Politik : Favorit der Großväter - KP-Chef Sjuganow behauptet sich mit gutem Ergebnis

Fast wäre es KP-Chef Gennadi Sjuganow gelungen, den klaren Favoriten Wladimir Putin in eine Stichwahl um das Präsidentenamt zu zwingen. Lange Stunden blieb der Wunschnachfolger des Silvester 1999 zurückgetretenen Präsidenten Boris Jelzin unter der im ersten Wahlgang erforderlichen absoluten Mehrheit, und die Stimmung des 56-jährigen Herausforderers war bestens. Als nach Mitternacht der Trend mit den Ergebnissen aus den bevölkerungsreicheren Gebieten im Westen zu seinen Ungunsten kippte, führte er das wütend auf Manipulationen zurück.

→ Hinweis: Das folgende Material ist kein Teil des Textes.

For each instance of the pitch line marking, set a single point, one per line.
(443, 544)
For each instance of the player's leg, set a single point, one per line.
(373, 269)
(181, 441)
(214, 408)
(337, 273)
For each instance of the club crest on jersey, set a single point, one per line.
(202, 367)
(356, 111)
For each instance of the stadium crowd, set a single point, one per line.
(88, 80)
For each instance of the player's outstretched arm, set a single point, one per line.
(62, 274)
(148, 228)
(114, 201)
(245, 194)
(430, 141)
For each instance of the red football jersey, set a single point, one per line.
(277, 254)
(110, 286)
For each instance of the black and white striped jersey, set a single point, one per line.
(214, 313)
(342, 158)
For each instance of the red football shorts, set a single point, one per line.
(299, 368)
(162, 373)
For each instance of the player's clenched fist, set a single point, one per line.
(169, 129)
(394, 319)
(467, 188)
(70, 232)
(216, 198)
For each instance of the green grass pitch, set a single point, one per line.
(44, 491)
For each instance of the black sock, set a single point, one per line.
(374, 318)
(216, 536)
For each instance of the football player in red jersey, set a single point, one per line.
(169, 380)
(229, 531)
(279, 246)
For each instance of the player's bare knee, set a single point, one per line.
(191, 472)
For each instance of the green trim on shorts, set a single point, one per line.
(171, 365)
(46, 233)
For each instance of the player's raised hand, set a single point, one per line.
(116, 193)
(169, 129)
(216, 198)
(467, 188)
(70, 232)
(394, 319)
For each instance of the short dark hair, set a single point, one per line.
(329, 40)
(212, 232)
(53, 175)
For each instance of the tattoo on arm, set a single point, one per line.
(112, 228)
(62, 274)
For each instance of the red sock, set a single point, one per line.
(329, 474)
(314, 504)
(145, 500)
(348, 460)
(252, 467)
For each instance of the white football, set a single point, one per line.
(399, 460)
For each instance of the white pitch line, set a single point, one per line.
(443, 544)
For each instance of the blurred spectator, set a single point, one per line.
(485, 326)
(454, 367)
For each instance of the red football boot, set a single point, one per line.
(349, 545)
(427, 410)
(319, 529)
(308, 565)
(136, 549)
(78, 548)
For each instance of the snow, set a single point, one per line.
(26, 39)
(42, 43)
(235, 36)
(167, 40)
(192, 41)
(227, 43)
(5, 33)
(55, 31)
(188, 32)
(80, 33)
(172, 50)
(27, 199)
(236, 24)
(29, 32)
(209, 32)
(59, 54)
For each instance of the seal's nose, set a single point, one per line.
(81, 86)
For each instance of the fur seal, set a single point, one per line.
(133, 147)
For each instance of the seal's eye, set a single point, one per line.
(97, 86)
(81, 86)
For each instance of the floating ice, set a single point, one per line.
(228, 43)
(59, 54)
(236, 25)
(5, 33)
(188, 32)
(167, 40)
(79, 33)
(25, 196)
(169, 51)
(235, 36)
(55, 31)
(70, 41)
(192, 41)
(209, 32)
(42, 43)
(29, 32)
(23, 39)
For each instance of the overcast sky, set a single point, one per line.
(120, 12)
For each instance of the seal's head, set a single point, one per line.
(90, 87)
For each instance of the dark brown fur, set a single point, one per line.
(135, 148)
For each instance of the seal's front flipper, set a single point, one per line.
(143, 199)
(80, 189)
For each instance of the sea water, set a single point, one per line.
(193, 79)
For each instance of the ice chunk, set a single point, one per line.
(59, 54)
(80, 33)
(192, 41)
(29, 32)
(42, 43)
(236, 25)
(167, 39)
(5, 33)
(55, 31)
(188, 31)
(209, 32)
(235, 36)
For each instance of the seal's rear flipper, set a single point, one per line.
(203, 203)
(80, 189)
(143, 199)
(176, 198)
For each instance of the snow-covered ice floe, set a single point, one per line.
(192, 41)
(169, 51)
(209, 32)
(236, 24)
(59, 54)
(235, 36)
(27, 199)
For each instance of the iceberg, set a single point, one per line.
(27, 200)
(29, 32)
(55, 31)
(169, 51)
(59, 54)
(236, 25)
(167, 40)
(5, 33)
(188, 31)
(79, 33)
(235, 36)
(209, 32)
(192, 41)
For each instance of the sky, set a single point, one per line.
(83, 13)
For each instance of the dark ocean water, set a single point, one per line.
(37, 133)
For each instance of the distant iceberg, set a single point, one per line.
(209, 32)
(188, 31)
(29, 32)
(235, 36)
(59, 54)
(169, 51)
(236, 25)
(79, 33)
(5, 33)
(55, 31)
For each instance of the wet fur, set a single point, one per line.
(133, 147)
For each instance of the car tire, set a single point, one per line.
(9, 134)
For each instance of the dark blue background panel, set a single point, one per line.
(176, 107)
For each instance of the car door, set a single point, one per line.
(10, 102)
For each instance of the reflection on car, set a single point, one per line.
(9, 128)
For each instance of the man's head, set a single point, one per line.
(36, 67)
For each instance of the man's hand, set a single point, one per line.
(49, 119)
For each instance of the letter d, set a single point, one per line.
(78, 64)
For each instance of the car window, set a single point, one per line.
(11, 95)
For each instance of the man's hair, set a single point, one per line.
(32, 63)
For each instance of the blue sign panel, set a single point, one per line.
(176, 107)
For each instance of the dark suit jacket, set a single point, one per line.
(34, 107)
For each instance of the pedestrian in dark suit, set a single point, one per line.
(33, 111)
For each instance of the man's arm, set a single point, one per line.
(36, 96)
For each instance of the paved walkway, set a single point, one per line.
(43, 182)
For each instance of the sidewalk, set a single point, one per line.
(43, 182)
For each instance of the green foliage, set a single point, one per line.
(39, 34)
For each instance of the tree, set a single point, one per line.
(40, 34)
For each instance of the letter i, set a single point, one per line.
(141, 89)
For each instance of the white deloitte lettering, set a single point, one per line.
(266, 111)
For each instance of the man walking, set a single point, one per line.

Dennoch sind die rund 30 Prozent für Sjuganow ein Achtungserfolg für eine Partei, deren Wähler meist älter sind als die seit dem Ende der Sowjetunion gesunkene durchschnittliche Lebenserwartung in Russland. In Umfragen lag der KP-Vorsitzende deutlich unter seinem jetzigen Ergebnis.

Putin sprach das unerwartet gute Abschneiden des Kommunisten bereits in seiner ersten Reaktion an und erklärte es zur Aufgabe der neuen Regierung, den Lebensstandard zu verbessern. Auch ein Einbinden der Opposition - die KP stellt immer noch die größte Duma-Fraktion - in die Regierungsarbeit könne er sich vorstellen.

Die Kommunisten verfügen in Russland noch immer über die beste und am weitesten verbreitete Parteiorganisation. Neben dem Heer der verarmten Rentner wird sie von Landarbeitern auf maroden Kollektivhöfen unterstützt, die Existenzängste im Falle einer Landreform haben. Sjuganow versuchte, mit einem Bekenntnis zur Demokratie und einer Abkehr von ehernen kommunistischen Grundsätzen die Wählerbasis zu verbreitern. Nach wie vor will die KP aber privatisierte Schlüsselindustrien wieder verstaatlichen und die Wirtschaft unter strenge Kontrolle stellen.

Analytiker wie Andrej Rjabow vom Moskauer Carnegie-Zentrum betrachten es als die wichtigste Herausforderung an die Kommunisten, ihre Position als wichtigste Oppositionspartei zu behaupten. Mit einer allmählich weg sterbenden Wählerschaft wird das immer schwerer. Junge Wähler fühlen sich nicht zu ihnen hingezogen. "Sie sind die Partei meines Großvaters," sagte die Studentin Marina Dawidowa bei einem Wahlkampfauftritt Sjuganows in Tscheljabinsk."Ich habe fast Mitleid mit ihnen."